Watching people use this visualization technique to engage with the images, MLP researchers began asking these questions: “What tools do mountain study researchers and community practitioners from diverse disciplines need to access, explore, and analyze image pairs? Can images outside the Mountain Legacy collection also be explored?” The IAT is the response, and, as more mountain studies practitioners engage with the tool, it continues to develop.
In designing the IAT, MLP researchers worked with 4 central aims:
• Focus on oblique photographs—as Delaney (2008: 76) says, “From the earliest days of the photograph to the present, its value has been recognized by the scientific community to help them document and understand the natural world.” Much of the functionality in the IAT is based on observing practitioners from a broad range of disciplines, organizations, and communities working with photographs to better understand multifaceted mountain phenomena;
• Widely available access—allow anyone with an Internet connection and a modern web browser to see, manipulate, compare, and analyze their own mountain photographs from anywhere in the world and/or use images in the Mountain Legacy collection. Allow anyone to download the toolkit and use it without an Internet connection, thus making it usable in remote field locations.
• Comparative visualization—aligning and showing the images side by side as well as overlaid on one another. Allow for targeted, aligned window, polygon, and area views from one image onto the other in a manner similar to the Klett et al (2004) time-reveal window.

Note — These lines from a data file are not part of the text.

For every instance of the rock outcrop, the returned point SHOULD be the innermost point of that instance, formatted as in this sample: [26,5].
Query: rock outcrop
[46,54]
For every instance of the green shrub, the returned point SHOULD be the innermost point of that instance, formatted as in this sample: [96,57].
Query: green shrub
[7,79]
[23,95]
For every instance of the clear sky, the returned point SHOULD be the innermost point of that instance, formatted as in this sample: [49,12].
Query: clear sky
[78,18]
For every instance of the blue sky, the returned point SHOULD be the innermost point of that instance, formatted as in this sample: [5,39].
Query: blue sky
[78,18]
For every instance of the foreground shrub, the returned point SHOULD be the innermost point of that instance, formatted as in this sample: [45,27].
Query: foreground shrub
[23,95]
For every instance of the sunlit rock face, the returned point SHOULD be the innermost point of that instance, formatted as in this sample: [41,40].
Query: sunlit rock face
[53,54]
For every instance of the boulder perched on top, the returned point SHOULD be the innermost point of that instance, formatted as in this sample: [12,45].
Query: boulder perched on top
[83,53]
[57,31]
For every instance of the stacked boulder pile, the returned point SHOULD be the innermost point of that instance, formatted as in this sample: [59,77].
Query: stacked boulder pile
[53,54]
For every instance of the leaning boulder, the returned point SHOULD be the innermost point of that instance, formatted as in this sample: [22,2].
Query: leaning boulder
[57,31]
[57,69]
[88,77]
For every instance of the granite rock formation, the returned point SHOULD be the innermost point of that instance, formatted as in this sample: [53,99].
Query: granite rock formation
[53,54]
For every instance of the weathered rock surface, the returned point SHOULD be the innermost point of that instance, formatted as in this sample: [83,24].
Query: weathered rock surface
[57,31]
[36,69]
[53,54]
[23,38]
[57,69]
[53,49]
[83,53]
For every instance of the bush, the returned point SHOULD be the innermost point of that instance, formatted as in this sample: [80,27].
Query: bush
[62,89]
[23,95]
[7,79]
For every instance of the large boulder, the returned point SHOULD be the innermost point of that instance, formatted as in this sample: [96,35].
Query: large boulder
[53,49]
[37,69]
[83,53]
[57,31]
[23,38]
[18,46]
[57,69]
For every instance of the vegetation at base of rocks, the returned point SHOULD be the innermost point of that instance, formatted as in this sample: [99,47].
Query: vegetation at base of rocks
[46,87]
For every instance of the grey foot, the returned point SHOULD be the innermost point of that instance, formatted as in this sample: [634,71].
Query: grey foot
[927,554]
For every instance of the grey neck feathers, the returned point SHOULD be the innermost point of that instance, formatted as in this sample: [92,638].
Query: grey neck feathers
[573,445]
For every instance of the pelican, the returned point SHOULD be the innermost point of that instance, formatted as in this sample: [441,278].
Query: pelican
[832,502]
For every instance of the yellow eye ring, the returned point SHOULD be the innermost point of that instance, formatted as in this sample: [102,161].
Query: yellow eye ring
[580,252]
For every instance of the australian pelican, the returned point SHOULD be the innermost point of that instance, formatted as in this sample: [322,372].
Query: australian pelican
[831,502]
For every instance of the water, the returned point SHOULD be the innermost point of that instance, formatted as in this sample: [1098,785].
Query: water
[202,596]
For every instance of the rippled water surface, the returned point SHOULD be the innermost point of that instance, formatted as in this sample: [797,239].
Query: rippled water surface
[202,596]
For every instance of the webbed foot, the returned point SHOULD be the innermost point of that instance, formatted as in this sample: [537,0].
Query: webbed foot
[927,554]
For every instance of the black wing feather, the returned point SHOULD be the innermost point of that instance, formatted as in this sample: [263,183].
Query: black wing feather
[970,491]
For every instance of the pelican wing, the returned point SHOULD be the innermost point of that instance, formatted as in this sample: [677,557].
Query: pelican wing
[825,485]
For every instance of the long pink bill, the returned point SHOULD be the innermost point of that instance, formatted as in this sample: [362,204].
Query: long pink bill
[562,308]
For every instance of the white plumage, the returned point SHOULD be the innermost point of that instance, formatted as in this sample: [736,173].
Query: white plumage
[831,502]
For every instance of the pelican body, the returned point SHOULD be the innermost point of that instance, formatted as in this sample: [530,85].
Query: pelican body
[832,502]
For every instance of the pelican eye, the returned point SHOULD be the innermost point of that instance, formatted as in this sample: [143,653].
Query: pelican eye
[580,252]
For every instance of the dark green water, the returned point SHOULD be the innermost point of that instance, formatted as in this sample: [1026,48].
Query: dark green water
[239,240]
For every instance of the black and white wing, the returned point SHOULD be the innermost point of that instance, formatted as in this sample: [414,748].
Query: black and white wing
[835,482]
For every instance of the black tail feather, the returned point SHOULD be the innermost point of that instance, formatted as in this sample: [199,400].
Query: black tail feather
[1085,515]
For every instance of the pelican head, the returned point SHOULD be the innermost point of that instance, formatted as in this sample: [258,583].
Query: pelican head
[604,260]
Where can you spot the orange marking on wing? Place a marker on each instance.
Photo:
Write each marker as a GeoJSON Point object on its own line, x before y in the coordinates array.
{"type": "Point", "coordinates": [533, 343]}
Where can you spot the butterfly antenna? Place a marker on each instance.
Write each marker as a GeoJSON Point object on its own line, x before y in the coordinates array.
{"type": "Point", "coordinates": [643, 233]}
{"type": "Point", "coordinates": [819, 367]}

• Classification and interpretation—allow practitioners to apply their own expertise when exploring the images. Practitioners should be able to classify and quantify, change, annotate, mark up, and visualize images as required for their various lines of inquiry.
Although some IAT components can be used on individual images, the toolkit is designed to display 2 or more images and afford practitioners different methods of visualizing, annotating, and quantitatively describing changes (and similarities) between the photographs. Although there is software available to georeference oblique images (see for example Stockdale et al 2015), the focus of this IAT version is the photographs themselves—all quantitative descriptions and visualizations are relative to the images, not to a digital elevation model or map. IAT was developed with the MLP in mind, but its use is not restricted to the Canadian mountain west. It is lightweight (approximately 45 KB), uses ubiquitous technology, has minimal dependency on other software, and is a single file that can readily be downloaded and used with any imagery and by practitioners not affiliated with the MLP.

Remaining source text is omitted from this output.